Jake Arrieta is healthy and will be ready to go Day 1 of camp and Zach Eflin will hold down a job. Nick Pivetta and Vince Velasquez are slated to battle for the fifth job, though it would not be surprising to see the Phils bring back Drew Smyly on a minor-league deal to join the fight. The Phils were keeping an eye on Rick Porcello to see where his market was headed, but he signed for one year and $10 million with the Mets. Lefty Wade Miley could be someone to keep an eye on, depending where his market goes. The Phils are committed to having top prospect Spencer Howard start the season in Triple A, but he could have a major impact as the season goes on. The Phils will watch Howard’s workload — because of injury, he pitched under 100 innings last year — so adding bargain depth is a must.

The bullpen

At the moment, it looks like a fairly unchanged unit. The Phils are banking on Adam Morgan and Seranthony Dominguez being healthy again and Hector Neris, Jose Alvarez and Ranger Suarez carrying a heavy load again. Pivetta, Velasquez or both could be used in the ‘pen, depending on the depth that is added in the rotation. If the Phils want to push the tax, they could make a play for former Yankee Dellin Betances. Someone from the system like Garrett Cleavinger or Connor Brogdon could surprise in spring training. How about Tommy Hunter? The Phils put a lot of time into his rehab after elbow surgery last year. Could he be a fit on a bargain deal? Ditto for Jared Hughes and Mike Morin.

The bench

Former All-Star and .300 hitter Josh Harrison has been signed on a minor-league deal. He can play anywhere and figures to have a good chance to make the club. Phil Gosselin, another jack of all trades, is coming back on a minor-league deal and the team has shown some interest in free agent Matt Szczur. Brad Miller remains a free agent and a potentially good fit. Jay Bruce will add power off the bench. Andrew Knapp returns as backup catcher but it would not be surprising to see the Phils sign one or two more veteran catchers to push for work and add depth. Remember, Girardi has said he’d like to keep Realmuto to between 120 and 130 games so he is fresh in October. “That’s where the prize is,” Girardi said. Austin Romine would have been a nice fit, but he signed with Detroit. 

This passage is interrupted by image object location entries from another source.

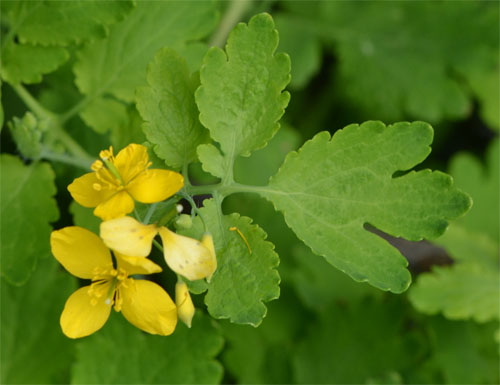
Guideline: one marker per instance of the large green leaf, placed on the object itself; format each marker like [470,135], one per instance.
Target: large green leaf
[246,276]
[168,107]
[241,96]
[117,64]
[122,354]
[34,349]
[330,189]
[469,288]
[18,64]
[27,208]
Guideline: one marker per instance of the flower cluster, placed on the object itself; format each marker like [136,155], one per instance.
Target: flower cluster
[112,259]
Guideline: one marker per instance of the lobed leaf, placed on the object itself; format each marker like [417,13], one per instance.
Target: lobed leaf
[246,276]
[241,96]
[25,221]
[330,189]
[168,107]
[462,291]
[122,354]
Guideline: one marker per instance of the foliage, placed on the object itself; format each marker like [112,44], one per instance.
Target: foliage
[302,222]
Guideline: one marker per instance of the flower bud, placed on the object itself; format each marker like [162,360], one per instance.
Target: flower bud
[185,307]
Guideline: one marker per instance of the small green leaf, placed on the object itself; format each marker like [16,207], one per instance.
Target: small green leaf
[303,46]
[18,65]
[116,65]
[464,352]
[168,107]
[212,160]
[105,114]
[241,96]
[469,288]
[246,276]
[27,135]
[34,349]
[462,291]
[482,183]
[122,354]
[64,22]
[27,208]
[330,189]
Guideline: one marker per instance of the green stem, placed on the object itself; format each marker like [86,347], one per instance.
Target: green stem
[157,245]
[64,158]
[33,104]
[234,14]
[75,109]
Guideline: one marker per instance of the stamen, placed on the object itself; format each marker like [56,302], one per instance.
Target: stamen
[96,166]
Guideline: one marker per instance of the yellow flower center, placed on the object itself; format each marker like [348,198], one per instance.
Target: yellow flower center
[107,282]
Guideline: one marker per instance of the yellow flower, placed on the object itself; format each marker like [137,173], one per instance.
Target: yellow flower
[185,256]
[185,307]
[114,184]
[143,303]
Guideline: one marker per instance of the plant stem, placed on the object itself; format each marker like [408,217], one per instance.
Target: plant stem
[72,145]
[33,104]
[64,158]
[234,13]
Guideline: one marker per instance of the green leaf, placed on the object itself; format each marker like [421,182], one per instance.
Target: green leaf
[379,49]
[116,65]
[318,283]
[262,355]
[27,135]
[113,119]
[469,288]
[243,280]
[351,344]
[27,208]
[330,189]
[482,183]
[122,354]
[63,22]
[462,291]
[304,49]
[18,65]
[241,96]
[34,349]
[168,107]
[212,160]
[464,352]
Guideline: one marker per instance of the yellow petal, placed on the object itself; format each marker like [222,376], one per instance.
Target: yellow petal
[131,161]
[80,251]
[148,307]
[136,265]
[185,307]
[155,185]
[118,205]
[82,316]
[128,236]
[187,256]
[89,191]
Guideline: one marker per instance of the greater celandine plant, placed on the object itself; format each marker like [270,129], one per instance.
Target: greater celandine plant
[226,107]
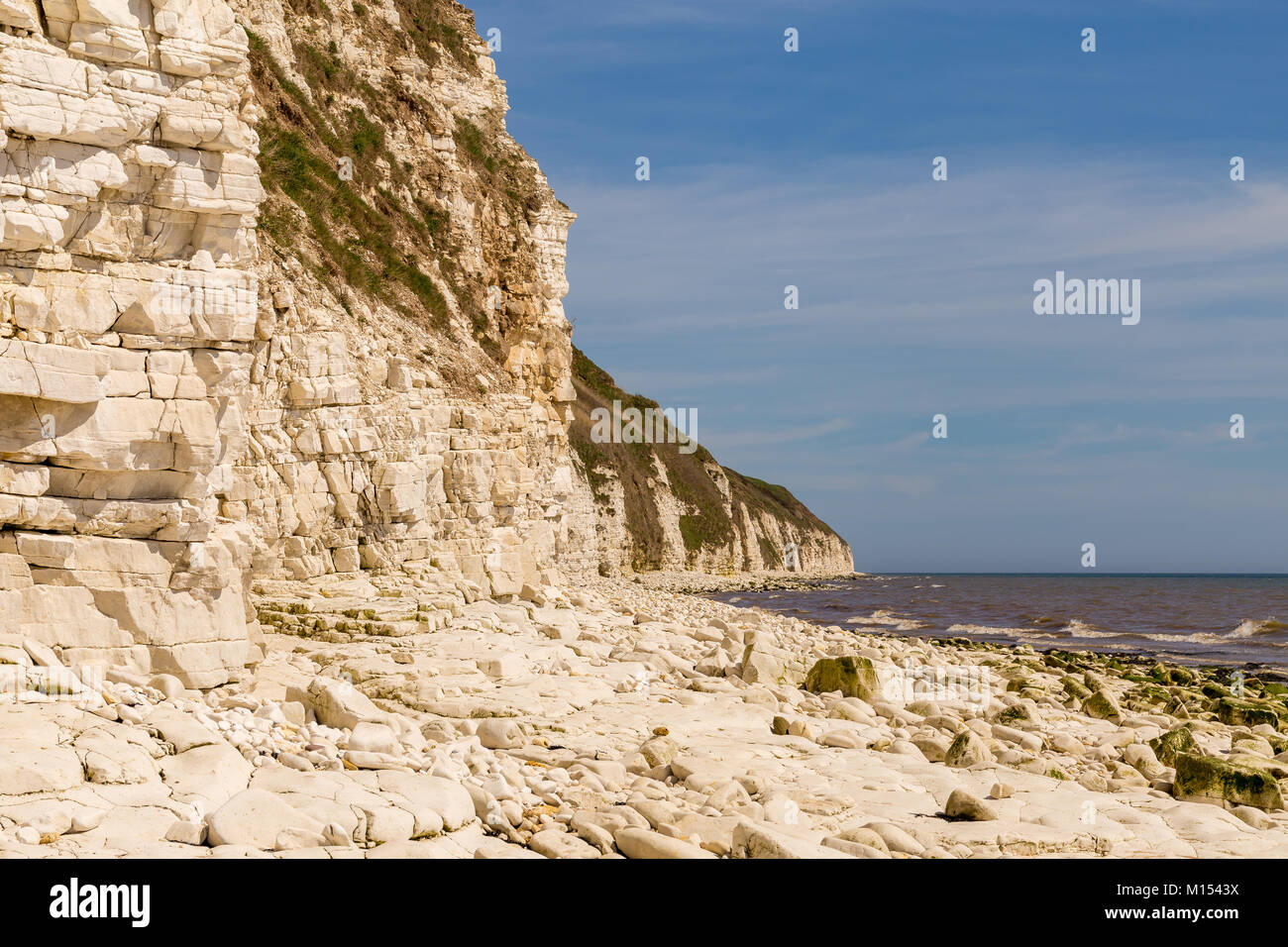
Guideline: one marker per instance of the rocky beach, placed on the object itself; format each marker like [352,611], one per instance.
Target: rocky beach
[407,716]
[308,548]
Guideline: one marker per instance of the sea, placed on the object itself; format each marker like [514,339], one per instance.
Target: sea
[1188,618]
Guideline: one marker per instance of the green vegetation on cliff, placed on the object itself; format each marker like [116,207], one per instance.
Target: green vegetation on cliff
[706,526]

While it appears as if most of the team’s major moves are done, general manager Matt Klentak and his group will continue to stay engaged on the trade front and you never know if one could materialize. Nick Williams could be dealt. Miami has long liked him. Velasquez could be dealt for some salary relief, particularly if the Phils are able to add starting pitching depth. The Phils would surely listen on Jean Segura, but he has three years and $45 million left on his deal so that would not be easy.
Could the Phils make a major trade?
After seeing the Realmuto deal come together so quickly last February, it can’t be ruled out. Even something crazy is possible. By crazy we mean Kris Bryant. Yes, he’d be a nice fit as the Phils make a quick push at a title before he becomes a free agent. But it’s a real long shot and it would probably cost top prospect Alec Bohm, and it would definitely push the Phillies over the luxury tax threshold, though managing partner John Middleton has said he would go over it for the right championship-caliber opportunity. Maybe that’s Bryant. There will continue to be buzz about him and the Phillies will continue to be connected to him as long as there is.
J.A. Happ could be another guy to watch on the trade front. The Phils made him an offer last winter and he signed with the Yankees. The Yanks are now eager to move his $17 million salary and might attach a good prospect to the package to help make the deal. Happ would put the Phillies over the tax, but, given the Phils’ need for more pitching, it might it be worth rolling the dice on the left-hander having a bounce-back year if and only if the Yanks attach a good prospect or two to the deal. 

What about Herrera?

The end of the winter meetings begins to put spring training in focus and the Phillies have a big decision to make before then: Do they bring Odubel Herrera to camp? Do they release him? The Phils would eat most of his salary to trade him, but there has been no interest.
We dealt with the Herrera situation more deeply in this story.

Realmuto's extension

Sometime before spring training, the Phils are expected to pursue a contract extension with Realmuto.